For Beginners: This is where learning happens, but only for the LoRA adapter! Since the base layer is compressed and frozen, we only update the small LoRA matrices. This is what makes QLoRA so efficient - we're only training a tiny fraction of parameters.

Forward(Tensor<T>)

Performs the forward pass through both quantized base and LoRA layers.

public override Tensor<T> Forward(Tensor<T> input)

Parameters

input Tensor<T>

Input tensor.

Returns

Tensor<T>

Sum of dequantized base layer output and LoRA output.

Remarks

The forward pass: 1. Dequantizes base layer weights (if not already cached) 2. Computes base layer output with dequantized weights 3. Computes LoRA layer output (full precision) 4. Returns sum of both outputs

For Beginners: This is where we use the compressed model for prediction.

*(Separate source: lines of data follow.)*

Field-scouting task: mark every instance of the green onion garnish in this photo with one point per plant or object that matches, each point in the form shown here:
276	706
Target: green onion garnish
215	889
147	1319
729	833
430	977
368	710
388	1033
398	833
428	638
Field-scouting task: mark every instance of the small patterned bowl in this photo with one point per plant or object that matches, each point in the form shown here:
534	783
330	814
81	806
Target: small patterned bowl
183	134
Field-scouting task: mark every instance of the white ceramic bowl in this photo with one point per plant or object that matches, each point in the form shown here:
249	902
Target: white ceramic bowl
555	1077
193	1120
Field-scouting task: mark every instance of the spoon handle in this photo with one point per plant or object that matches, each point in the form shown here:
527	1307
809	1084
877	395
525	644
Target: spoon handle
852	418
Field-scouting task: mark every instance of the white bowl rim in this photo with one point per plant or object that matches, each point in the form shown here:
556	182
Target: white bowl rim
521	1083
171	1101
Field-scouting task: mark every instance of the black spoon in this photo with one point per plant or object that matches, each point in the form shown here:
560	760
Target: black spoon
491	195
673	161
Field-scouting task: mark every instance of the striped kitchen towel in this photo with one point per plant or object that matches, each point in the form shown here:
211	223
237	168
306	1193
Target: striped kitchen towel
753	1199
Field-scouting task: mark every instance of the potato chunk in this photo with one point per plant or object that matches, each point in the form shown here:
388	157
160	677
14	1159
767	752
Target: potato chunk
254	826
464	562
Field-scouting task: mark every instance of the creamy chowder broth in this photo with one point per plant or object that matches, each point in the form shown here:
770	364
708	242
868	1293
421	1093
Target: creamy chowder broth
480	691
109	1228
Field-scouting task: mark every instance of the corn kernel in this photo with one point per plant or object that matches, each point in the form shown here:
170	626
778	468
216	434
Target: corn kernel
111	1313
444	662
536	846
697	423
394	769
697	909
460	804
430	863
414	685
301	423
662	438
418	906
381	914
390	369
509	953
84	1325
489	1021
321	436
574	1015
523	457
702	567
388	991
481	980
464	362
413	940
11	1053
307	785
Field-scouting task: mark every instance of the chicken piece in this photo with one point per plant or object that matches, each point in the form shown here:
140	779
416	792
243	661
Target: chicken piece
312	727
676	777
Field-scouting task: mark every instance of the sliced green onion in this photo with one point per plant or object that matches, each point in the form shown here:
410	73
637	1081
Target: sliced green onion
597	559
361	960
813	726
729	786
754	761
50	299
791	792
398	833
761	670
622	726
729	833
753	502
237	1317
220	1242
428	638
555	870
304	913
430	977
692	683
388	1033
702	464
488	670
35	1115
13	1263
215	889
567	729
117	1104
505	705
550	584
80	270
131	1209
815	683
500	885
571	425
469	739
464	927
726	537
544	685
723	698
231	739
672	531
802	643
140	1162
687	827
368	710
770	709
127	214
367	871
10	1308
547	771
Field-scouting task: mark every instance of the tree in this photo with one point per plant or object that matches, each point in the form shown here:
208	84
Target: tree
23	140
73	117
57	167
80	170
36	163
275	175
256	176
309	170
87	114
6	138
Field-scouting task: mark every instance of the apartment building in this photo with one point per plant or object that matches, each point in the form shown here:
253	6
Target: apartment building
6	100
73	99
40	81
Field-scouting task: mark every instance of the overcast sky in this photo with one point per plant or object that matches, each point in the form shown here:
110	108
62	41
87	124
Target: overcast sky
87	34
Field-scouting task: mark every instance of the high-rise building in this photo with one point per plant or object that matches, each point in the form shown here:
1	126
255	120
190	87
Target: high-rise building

The steps are: 1. Decompress the base weights from 4-bit to full precision 2. Run the input through the decompressed base layer 3. Run the input through the LoRA adapter (always full precision) 4. Add the results together

The decompression happens automatically - from the outside, it looks like a normal layer!

MergeToOriginalLayer()

Merges the LoRA adaptation into the base layer and returns a quantized merged layer.

public override ILayer<T> MergeToOriginalLayer()

Returns

ILayer<T>

A new DenseLayer with LoRA weights merged and quantized.

Remarks

This method: 1. Dequantizes the base weights 2. Computes the LoRA weight contribution 3. Merges them together 4. Creates a new layer with merged weights 5. Optionally re-quantizes for deployment

For Beginners: This "bakes in" your LoRA training into a single compressed layer. After training, you can: 1. Decompress the base weights 2. Add the LoRA corrections 3. Create a new layer with the improved weights 4. Optionally compress it again for deployment

The result is a single layer that includes all the improvements from training, ready to use in production!

Exceptions

InvalidOperationException

Thrown when the base layer type is not DenseLayer or FullyConnectedLayer.

ResetState()

Resets the internal state of the adapter.

public override void ResetState()

Remarks

Clears cached dequantized weights and resets both base and LoRA layers.

For Beginners: This clears the adapter's memory, including any cached decompressed weights. Useful when starting a new batch or switching tasks.